Ensuite mes pas me conduisirent non loin, passée la place de l’Odéon, vers la rue Mazarine, avec en son milieu l’ouverture d’une nouvelle galerie : la Galerie Thomé, d’André et Bérengère Sinthomez. Pour l’inauguration, initiée avec le sculpteur et correspondant de l’Institut Gualtiero Busato, deux personnalités de l’art : le peintre Patrick Devreux et le sculpteur et académicien Claude Abeille, ce dernier y ajoutant… des gravures ! Si Claude Abeille présente des bronzes évocateurs sans doute de personnages en interrogation sur le réel, sous des formes aux élancements torturés et empreints d’une grande intériorisation, ses burins expriment picturalement une même force, évoquant dans leur état d’être ici « L’arpenteur », là « Le professeur », ou encore, ailleurs, un « Piano ». Une relation plastique symbiotique entre les trois et deux dimensions. Cette ouverture à la gravure, nouvelle dans l’esprit des galeristes, a trouvé un prolongement judicieux et remarquable dans l’invitation d’une troisième personnalité : Claude-Jean Darmon, correspondant de l’Institut, section gravure, et président de la gravure du Salon d’automne à Paris.

« L’Arpenteur »
Claude Abeille
Burin

Pour donner une vision très ouverte sur les « manières » de la gravure, Claude-Jean Darmon, orfèvre de la pointe sèche, – dont il tire élégamment une quintessence de vibrations subtiles -, s’était entouré de graveurs notoires, comme Yvonne Alexieff, avec ses évocations poétiques de la nature, mises en scène à l’eau-forte, au vernis mou, à l’aquatinte ou encore à la manière noire ; comme Carlos Lopez, nouveau président de l’association « La Taille et le Crayon », et qui, à l’eau-forte et sur Chine collé, traduit de belles transpositions de visions perçues de la baie d’un train en marche ; comme le bosniaque Safet Zec, brossant à l’eau-forte ou au vernis mou, rehaussés à la pointe sèche, des mains expressives, faites pour le travail ou la prière.

« Deux mains »
Zafet Zec
Vernis mou et pointe-sèche

Sans oublier, pour lui, au sous-sol voûté, et voisinant avec les œuvres d’Abeille, une grande gravure intitulée « Etreinte ». Au final un ensemble de treize gravures de qualité, pour celles en cimaises, offertes au regard du public.

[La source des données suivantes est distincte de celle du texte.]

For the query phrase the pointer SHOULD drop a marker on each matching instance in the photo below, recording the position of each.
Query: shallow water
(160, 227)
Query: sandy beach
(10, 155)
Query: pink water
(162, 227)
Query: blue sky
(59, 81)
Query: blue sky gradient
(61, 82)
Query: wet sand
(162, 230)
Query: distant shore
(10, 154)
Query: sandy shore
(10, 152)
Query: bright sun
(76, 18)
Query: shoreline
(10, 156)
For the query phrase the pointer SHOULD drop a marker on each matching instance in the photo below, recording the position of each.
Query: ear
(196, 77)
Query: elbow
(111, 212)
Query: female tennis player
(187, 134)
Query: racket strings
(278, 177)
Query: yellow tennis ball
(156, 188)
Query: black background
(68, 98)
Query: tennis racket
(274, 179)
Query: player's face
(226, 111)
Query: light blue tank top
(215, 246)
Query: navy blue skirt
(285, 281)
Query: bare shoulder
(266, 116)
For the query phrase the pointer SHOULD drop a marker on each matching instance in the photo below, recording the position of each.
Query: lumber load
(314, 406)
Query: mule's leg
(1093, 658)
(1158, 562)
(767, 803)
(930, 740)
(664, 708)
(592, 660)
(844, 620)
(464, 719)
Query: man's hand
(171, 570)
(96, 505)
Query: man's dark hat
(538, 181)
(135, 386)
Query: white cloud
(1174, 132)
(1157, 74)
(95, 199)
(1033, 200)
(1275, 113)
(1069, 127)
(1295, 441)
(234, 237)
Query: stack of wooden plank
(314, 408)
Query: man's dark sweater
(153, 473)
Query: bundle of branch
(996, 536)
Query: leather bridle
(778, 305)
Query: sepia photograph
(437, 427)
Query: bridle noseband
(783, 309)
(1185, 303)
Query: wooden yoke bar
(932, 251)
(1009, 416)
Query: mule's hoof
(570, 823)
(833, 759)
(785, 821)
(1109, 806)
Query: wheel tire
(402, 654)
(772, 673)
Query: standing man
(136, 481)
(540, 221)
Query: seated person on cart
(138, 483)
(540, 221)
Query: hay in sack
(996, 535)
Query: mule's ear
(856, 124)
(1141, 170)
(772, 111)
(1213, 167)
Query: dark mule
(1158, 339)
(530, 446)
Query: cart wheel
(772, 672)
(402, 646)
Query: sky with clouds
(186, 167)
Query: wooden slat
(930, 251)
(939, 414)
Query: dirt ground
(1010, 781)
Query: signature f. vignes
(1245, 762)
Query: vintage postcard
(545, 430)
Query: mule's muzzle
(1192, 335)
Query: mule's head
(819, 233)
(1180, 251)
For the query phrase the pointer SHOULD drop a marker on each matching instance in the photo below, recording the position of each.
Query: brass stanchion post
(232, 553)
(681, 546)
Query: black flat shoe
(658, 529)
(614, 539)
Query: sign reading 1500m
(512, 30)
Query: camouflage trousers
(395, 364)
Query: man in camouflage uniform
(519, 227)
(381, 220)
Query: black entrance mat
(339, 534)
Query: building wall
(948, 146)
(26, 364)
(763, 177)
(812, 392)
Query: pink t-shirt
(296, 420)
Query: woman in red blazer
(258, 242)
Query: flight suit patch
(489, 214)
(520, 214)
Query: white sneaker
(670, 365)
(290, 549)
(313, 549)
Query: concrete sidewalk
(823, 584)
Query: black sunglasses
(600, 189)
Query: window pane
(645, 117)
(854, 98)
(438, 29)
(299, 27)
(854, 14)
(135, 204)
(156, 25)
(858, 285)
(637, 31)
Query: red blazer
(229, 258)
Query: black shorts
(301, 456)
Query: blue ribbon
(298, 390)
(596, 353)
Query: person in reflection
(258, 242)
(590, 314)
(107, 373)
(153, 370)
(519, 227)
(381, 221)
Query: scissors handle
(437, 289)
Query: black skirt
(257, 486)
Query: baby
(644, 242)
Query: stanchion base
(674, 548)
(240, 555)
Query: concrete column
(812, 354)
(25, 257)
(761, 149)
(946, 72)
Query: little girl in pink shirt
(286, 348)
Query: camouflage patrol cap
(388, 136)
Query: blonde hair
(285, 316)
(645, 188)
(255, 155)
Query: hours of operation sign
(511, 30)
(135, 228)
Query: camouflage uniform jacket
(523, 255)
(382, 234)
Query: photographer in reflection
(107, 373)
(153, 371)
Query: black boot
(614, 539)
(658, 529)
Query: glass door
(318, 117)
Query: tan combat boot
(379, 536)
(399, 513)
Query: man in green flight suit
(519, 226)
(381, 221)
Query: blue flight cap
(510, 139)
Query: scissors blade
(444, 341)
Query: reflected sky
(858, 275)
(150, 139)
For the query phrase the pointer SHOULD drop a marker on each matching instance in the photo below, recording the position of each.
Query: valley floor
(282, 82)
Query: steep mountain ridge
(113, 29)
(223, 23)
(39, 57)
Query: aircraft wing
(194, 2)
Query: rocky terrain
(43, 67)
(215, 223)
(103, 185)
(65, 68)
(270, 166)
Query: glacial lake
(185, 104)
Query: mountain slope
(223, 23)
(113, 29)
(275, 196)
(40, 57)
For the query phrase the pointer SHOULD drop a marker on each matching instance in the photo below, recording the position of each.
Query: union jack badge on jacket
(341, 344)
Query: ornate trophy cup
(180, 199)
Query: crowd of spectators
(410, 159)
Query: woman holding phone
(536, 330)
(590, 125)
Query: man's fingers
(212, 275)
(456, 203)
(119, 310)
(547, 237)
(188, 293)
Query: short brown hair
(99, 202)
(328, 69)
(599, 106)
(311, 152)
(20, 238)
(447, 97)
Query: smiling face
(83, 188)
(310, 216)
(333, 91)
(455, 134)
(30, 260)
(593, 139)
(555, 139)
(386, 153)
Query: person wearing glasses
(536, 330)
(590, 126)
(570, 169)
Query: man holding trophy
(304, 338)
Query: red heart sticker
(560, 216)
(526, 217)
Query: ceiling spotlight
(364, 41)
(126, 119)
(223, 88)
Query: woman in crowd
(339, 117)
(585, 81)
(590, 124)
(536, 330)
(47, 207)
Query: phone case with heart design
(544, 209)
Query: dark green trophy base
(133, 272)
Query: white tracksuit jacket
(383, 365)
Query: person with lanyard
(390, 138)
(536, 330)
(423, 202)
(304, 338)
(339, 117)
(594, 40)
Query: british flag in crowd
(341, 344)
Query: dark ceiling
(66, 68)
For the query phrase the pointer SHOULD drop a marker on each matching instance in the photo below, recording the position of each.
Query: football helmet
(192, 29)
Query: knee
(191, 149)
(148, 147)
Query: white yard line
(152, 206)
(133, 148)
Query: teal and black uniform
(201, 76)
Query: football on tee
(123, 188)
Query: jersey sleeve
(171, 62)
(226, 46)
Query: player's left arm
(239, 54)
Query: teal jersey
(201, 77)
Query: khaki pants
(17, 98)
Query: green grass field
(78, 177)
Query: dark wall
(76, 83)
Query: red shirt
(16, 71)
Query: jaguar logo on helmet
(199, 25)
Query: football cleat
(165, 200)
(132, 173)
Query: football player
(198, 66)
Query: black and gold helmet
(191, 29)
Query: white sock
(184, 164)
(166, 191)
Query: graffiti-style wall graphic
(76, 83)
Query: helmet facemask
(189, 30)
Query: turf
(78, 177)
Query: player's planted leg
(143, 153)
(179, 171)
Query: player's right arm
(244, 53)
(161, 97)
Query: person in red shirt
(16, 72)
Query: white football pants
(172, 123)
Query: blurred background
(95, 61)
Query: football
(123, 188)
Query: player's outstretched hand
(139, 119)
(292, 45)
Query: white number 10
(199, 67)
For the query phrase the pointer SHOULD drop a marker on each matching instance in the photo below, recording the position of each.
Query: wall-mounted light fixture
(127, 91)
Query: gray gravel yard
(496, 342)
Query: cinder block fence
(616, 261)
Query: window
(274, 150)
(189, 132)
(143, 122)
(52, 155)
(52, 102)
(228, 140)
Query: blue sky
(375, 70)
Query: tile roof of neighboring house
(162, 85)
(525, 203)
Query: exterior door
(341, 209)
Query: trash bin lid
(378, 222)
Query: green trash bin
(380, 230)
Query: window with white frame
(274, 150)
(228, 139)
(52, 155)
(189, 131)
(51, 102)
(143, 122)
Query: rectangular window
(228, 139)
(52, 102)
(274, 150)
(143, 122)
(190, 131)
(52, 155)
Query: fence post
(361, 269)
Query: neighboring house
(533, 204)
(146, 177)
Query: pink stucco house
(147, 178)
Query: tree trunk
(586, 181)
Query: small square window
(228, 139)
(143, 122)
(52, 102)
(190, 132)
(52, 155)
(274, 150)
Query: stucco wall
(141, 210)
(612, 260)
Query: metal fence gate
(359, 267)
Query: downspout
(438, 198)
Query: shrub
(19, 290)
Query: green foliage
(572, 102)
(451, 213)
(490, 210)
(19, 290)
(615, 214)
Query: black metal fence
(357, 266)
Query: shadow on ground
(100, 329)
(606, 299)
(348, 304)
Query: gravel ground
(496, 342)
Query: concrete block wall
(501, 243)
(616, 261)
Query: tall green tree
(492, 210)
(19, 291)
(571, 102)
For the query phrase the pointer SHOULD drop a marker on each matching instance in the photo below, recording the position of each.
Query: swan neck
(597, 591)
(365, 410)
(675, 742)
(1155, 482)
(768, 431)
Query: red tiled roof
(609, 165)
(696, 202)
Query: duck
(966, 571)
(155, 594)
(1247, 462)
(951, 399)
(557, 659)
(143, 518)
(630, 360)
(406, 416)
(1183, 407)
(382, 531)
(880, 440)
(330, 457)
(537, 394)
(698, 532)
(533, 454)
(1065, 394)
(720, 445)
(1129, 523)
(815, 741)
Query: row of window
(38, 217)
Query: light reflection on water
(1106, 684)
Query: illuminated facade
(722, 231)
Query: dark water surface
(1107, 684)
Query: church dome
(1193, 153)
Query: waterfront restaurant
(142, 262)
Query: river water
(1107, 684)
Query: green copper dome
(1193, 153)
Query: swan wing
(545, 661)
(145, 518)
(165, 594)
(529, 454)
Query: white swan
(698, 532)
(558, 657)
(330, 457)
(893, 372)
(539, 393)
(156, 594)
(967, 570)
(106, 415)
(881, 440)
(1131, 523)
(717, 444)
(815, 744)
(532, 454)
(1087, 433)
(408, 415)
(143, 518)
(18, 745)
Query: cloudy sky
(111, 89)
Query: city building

Encore merci à Claude-Jean Darmon pour le choix judicieux. Et, il est prévisible que, pour ses prochaines expositions, André Sinthomez ne se privera pas de joindre aux arts plastiques des « estampiers ».

Gérard Robin

Six ans de gravure

Jullien-Clément
Rétropective de six ans de gravure
24 août – 4 septembre 2018
Orangerie du Sénat, Paris.

Située sur la partie ouest du jardin du Luxembourg s’ouvre l’Orangerie du Sénat commandée par la régente Marie de Médicis, alors veuve de Henri IV,  lors de l’érection du Palais du Luxembourg, aujourd’hui siège du Sénat. Plusieurs orangeries se succédèrent au fil du temps. Le bâtiment présent, qui date de 1839, abrite aujourd’hui chaque hiver, sous d’amples verrières, plus de 200 plantes exotiques. L’été, celles-ci retrouvant place dans le jardin, le lieu accueille des expositions temporaires d’art contemporain, une initiative datant du XVIIIe siècle. Aucune lumière artificielle à l’intérieur pour éclairer les œuvres, seule la lumière naturelle, animée par le passage des nuages devant le soleil, donne une clarté environnante homogène des plus agréables.

Cette année, parmi les exposants, se trouve un graveur notoire d’origine marseillaise, monté spécialement du Var où il réside, pour présenter une rétrospective de six ans de gravure.
C’est Jean-François Jullien, dit Jullien-Clément. Habituellement, je consacre ma plume à des expositions de groupe, je fais cette fois une exception. À vrai dire, lorsque l’on parcourt ici les cimaises, où près de 70 œuvres s’offrent au regard, on y fait, côtoyant un ou deux autoportraits, la rencontre de personnalités incroyables, dans la cohabitation et le choix faits : Pascal, Dante, Nostradamus, Kafka, Goya, Don Quichotte ; sans oublier quelques musiciens : Pavarotti, Berlioz, Bach, Beethoven, Mozart, et même John Lennon…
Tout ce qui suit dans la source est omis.